Ich weiß nicht, wie ich als Kind und Jugendliche darauf kam, dass sich mit ein paar Kilo weniger alles viel besser anfühlen würde.

Unsere Urahnen werden nicht so gedacht haben, während sie einem Mammut nachjagten. Aus Sicht der Evolution macht dieser Gedanke wirklich keinen Sinn.

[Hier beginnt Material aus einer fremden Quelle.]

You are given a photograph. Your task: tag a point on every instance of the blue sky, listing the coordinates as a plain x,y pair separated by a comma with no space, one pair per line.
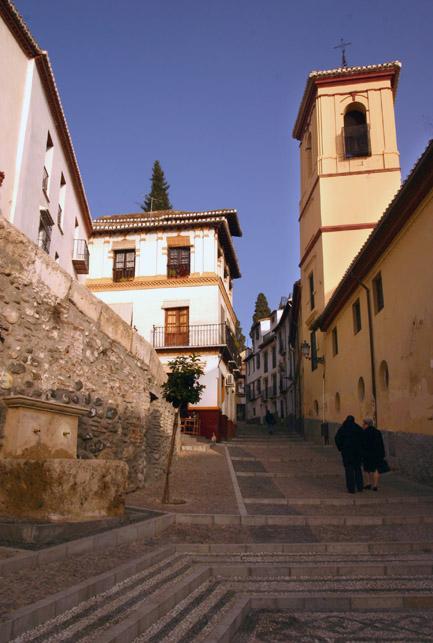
211,88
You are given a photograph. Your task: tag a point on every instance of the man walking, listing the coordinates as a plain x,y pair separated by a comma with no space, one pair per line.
349,442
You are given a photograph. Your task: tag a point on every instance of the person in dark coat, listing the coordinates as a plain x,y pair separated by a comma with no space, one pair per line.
373,453
349,442
270,421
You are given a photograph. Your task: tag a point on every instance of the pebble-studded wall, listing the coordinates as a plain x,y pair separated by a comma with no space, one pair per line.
59,342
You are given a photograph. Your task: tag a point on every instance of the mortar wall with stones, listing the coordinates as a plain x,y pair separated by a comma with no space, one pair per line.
60,342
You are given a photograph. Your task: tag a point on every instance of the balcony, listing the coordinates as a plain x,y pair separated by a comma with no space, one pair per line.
177,271
80,257
356,141
196,336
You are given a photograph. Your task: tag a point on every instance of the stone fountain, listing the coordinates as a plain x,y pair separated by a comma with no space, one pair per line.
40,475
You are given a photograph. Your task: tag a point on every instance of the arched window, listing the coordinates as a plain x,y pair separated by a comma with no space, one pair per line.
356,134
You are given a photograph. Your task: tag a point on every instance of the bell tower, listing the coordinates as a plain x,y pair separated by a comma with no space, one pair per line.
350,170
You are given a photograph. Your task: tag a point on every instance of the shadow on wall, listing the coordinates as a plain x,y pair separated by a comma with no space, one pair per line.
63,344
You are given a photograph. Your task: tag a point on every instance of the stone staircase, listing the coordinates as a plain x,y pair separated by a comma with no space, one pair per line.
306,561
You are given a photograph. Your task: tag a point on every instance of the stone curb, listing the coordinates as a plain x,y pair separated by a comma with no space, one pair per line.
31,616
300,521
315,570
340,501
120,535
267,474
161,602
344,603
308,548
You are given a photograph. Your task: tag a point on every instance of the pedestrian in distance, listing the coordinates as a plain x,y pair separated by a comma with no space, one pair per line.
348,440
270,421
373,454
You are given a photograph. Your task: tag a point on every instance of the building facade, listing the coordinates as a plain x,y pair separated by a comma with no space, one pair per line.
269,368
365,337
42,192
170,275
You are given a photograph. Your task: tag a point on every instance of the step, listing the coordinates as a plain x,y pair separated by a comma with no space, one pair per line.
301,520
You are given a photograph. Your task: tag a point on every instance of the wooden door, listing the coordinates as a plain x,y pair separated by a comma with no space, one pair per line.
177,326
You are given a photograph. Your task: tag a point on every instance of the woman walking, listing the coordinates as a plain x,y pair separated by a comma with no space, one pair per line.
373,453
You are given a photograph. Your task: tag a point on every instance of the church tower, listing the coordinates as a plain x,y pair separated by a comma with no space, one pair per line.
350,171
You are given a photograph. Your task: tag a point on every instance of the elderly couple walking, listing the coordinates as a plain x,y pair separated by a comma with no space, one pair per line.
361,446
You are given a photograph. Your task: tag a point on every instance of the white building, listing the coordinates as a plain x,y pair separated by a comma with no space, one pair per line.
270,367
170,274
42,192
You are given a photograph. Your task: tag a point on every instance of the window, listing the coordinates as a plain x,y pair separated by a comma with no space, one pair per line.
309,154
311,289
378,293
45,228
356,310
313,343
178,264
384,376
124,265
48,163
356,134
334,342
361,389
177,326
61,206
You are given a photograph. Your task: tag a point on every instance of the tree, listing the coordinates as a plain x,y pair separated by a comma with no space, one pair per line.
181,388
158,198
239,337
262,309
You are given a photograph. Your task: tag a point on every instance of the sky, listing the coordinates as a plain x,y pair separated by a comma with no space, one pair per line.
211,89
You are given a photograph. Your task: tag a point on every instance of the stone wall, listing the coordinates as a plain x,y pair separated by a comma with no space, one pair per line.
60,342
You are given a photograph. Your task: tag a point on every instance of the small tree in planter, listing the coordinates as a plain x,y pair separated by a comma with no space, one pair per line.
181,388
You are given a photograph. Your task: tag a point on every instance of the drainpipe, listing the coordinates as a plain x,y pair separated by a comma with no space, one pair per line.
372,354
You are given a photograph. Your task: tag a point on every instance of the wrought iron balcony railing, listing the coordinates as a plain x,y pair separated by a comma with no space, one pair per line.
80,256
196,336
177,270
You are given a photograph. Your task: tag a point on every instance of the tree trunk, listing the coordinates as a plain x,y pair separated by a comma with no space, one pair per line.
166,494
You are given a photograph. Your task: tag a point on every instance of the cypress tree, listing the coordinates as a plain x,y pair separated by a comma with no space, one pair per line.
158,198
262,309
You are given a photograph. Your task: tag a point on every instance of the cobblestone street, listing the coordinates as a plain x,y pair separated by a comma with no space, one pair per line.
290,557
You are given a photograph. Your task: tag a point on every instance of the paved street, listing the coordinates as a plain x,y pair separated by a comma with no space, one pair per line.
294,558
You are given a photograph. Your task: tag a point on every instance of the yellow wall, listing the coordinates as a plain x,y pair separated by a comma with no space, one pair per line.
337,191
403,338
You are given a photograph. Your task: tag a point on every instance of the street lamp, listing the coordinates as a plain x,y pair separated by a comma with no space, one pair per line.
306,352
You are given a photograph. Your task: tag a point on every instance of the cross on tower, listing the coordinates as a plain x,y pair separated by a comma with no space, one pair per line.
343,46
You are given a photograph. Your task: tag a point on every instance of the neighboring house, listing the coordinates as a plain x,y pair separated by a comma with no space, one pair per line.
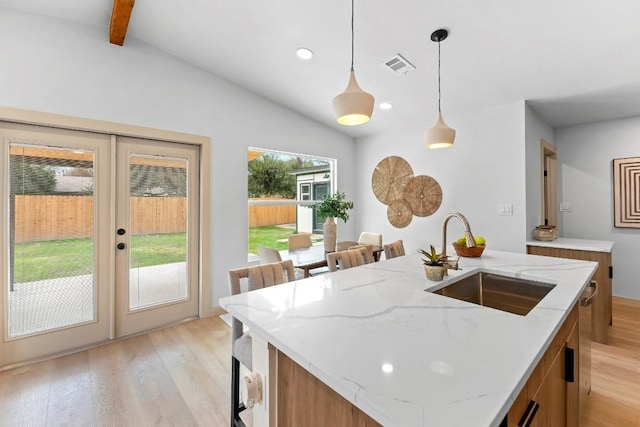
311,184
73,185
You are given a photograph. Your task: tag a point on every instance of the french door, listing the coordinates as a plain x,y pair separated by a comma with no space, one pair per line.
157,278
99,238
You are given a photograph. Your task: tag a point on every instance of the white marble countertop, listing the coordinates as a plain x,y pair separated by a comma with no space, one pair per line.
578,244
453,363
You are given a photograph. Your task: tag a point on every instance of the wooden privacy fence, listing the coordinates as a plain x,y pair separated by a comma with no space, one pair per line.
52,217
260,215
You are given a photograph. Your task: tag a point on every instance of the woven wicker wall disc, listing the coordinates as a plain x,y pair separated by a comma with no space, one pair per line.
423,194
399,213
390,177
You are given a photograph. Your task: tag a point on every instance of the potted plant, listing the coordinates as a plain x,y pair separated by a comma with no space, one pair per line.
434,264
331,207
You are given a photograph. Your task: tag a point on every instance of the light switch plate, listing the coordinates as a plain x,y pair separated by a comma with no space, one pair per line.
505,208
565,206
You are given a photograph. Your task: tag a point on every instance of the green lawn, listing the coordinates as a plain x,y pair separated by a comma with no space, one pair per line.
72,257
271,236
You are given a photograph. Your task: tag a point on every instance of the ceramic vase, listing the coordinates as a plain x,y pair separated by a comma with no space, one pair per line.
435,272
330,232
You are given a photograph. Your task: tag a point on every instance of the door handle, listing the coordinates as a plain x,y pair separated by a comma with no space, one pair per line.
529,414
585,302
569,364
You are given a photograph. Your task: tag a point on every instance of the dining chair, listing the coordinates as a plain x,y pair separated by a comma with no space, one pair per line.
369,238
347,259
268,255
394,249
369,249
243,280
299,241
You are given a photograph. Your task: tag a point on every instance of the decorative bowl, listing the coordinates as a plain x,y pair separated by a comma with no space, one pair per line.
463,250
545,233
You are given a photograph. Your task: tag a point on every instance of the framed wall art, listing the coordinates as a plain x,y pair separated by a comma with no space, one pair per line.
626,192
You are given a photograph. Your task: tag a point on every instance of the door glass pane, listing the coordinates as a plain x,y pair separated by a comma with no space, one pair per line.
158,223
51,242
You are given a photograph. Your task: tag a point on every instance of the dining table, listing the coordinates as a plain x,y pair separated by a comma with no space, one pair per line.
315,256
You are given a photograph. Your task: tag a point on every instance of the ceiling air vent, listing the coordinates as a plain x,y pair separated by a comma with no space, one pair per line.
399,65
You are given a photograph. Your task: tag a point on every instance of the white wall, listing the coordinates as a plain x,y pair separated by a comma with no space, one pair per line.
61,67
535,130
585,155
485,167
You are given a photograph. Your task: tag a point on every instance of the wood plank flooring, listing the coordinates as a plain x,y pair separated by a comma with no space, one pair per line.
179,376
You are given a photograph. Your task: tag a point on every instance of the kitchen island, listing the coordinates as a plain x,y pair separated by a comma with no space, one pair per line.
405,356
599,251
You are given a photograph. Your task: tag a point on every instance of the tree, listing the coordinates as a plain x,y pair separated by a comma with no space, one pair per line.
269,174
28,178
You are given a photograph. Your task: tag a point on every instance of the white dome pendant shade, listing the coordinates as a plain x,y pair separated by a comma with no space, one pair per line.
353,106
439,135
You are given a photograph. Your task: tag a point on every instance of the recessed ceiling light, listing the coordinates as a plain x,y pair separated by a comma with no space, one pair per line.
304,53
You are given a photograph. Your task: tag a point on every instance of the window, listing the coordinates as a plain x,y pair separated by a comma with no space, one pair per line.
283,188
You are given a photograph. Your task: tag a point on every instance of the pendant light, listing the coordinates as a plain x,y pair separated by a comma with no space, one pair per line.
353,106
440,135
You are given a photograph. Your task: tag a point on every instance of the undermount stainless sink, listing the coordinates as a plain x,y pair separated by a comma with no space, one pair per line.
517,296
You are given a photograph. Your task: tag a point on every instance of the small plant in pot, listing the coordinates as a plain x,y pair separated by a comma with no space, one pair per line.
434,264
331,207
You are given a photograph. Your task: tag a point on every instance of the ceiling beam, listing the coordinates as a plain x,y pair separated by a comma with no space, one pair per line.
120,20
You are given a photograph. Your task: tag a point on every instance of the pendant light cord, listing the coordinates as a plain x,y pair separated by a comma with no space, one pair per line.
439,77
352,9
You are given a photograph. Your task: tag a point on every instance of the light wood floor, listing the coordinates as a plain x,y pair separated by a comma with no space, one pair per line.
180,376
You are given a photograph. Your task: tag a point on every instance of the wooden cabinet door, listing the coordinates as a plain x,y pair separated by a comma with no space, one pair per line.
552,397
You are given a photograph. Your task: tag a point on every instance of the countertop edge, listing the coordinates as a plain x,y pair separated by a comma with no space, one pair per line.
576,244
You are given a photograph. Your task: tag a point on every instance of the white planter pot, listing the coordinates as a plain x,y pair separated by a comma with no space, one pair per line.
330,233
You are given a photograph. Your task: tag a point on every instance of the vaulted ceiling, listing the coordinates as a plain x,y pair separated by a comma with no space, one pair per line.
576,60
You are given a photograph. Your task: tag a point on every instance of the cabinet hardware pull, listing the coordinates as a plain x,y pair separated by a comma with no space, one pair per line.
529,414
585,302
569,365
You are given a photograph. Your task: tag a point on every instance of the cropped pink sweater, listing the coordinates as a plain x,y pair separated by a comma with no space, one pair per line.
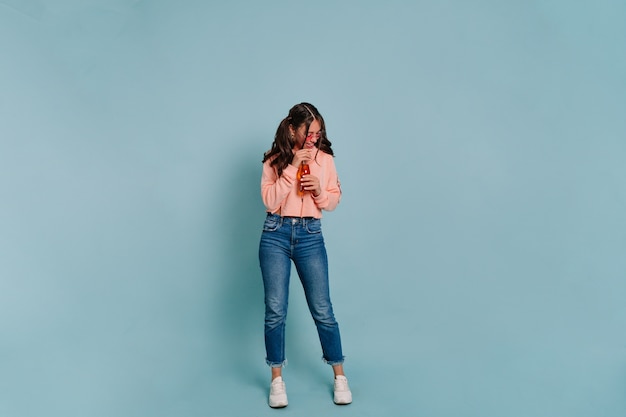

Doch es ging mir jahrelang so. Während Patrick mit seinen zeitweise 150 Kilogramm und dessen Folgen zu kämpfen hatte, fühlte ich mich mit ca. der Hälfte des Gewichts ziemlich unwohl.

patrick ich collage 2

Wenn ich heute auf mein früheres, kräftiges, nicht dickes Ich zurückblicke, erinnere ich mich an das Unwohlsein, die Gemeinheiten zu Schulzeiten und was ich tat, in der Hoffnung, die Anderen könnten es vielleicht einfach nicht sehen.

Vielleicht erkennst du dich in meiner Geschichte wieder – egal, ob du 3, 10 oder 50 Kilogramm zu viel wiegst oder gewogen hast.

Mädchenkullerbauch und „Das streckt sich noch“

vor KinderwagenZur Geburt wog ich 4.150 Gramm. Ein ganz schöner Brocken – das sagt meine Mutter heute noch. Was das spätere Leben angeht, ist das Geburtsgewicht nicht unbedingt aussagekräftig, nicht aussagedick. Aber ich war schon ein eher properes Kind.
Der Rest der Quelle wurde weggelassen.